Your swimmer stands on the block, readying herself for the race. She is about 3 feet taller than when she walks around the deck, or your house. She is all alone with that ribbon of blue in front of her. She is getting ready to do something she has not ever done before – swim a lifetime best – and just in that moment after the whistle and before the horn hardly a heat begins without some parent – or coach – yelling encouragement, for everyone to hear, using her name. Talk about stressful…we work diligently to keep words of encouragement quiet, private and usually not just before the start. Rarely will you see us behind the blocks, encouraging our swimmers. We only end up distracting them. At development, early season meets, yes, sometimes for specific instructions on the process…never about the result.
There is no coach behind the blocks at the Olympic Games.
Ask yourself, if you were getting ready to close that big deal and your spouse or young one stood in the doorway at your office as you were dialing the call energetically pumping you up with a “Come on, you can do this!” how you’d feel…totally distracted perhaps, definitely wondering what the heck was going on and perhaps a feeling of “Please, just go away. I know you mean well but you are not actually helping me here.”
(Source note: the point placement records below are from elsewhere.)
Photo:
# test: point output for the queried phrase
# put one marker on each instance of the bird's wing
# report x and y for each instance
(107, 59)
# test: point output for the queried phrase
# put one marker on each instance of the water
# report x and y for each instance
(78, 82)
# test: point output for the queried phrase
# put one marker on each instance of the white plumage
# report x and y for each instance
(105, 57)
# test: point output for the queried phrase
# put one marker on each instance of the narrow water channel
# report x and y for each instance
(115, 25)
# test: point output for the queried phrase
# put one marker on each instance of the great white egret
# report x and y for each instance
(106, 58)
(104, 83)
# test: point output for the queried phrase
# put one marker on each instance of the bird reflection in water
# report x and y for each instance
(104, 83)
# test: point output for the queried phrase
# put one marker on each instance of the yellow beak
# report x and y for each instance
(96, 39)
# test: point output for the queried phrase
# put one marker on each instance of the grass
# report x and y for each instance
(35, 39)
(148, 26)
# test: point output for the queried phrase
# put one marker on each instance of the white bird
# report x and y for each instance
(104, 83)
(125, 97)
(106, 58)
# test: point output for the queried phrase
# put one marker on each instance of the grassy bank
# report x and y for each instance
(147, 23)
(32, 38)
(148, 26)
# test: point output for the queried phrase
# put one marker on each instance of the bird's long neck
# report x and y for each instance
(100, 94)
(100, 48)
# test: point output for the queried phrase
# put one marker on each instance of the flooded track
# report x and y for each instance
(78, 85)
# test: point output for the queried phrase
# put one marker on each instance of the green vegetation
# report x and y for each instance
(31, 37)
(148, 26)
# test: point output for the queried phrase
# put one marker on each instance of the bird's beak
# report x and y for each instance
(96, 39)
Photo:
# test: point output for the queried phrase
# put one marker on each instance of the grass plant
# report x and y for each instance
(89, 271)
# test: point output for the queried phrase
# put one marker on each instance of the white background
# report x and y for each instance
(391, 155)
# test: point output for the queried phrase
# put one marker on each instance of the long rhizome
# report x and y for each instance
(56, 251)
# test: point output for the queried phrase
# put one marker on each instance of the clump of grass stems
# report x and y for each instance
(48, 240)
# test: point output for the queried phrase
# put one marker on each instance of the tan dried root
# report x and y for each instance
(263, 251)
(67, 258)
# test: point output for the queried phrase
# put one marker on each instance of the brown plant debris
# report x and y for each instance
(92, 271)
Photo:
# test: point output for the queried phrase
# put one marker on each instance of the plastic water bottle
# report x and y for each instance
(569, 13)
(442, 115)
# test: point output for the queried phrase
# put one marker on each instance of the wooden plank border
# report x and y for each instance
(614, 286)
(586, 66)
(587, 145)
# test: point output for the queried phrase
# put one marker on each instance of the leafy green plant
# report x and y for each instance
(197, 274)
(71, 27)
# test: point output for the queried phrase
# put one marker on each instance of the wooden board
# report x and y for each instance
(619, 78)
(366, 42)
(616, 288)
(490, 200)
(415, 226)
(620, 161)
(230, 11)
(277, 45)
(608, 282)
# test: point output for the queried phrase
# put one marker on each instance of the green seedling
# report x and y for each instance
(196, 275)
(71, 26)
Kids need and deserve our blessing and encouragement. We need to find out how to show them both on a regular basis. Perhaps a good starting point would be to ask them the question, “At a meet what can I do – or not do – that helps you the most?” We are willing to bet a house payment that it won’t be, “call my name when I climb on the block” or “stand at the end of my lane and tell me to race or kick harder.” We will double that bet when it comes to running up and down the pool beside my lane and quadruple that when I’m in an end lane.
We recently asked our swimmers and parents to fill out an anonymous survey looking for all kinds of feedback on our team, coaching, culture and growth. We are very pleased to note that NBA has several enlightened parents…see their comments below.
“Foster more independence; Foster more independence; Foster more independence (i.e. back off)
More communication between parent and coach to make sure we are all on the same page.
Make him or let him own his own process and whatever outcome that produces
Never ever ever try to coach her in any aspect of swimming. Keep my trap shut. Keep my trap shut. Keep my trap shut.”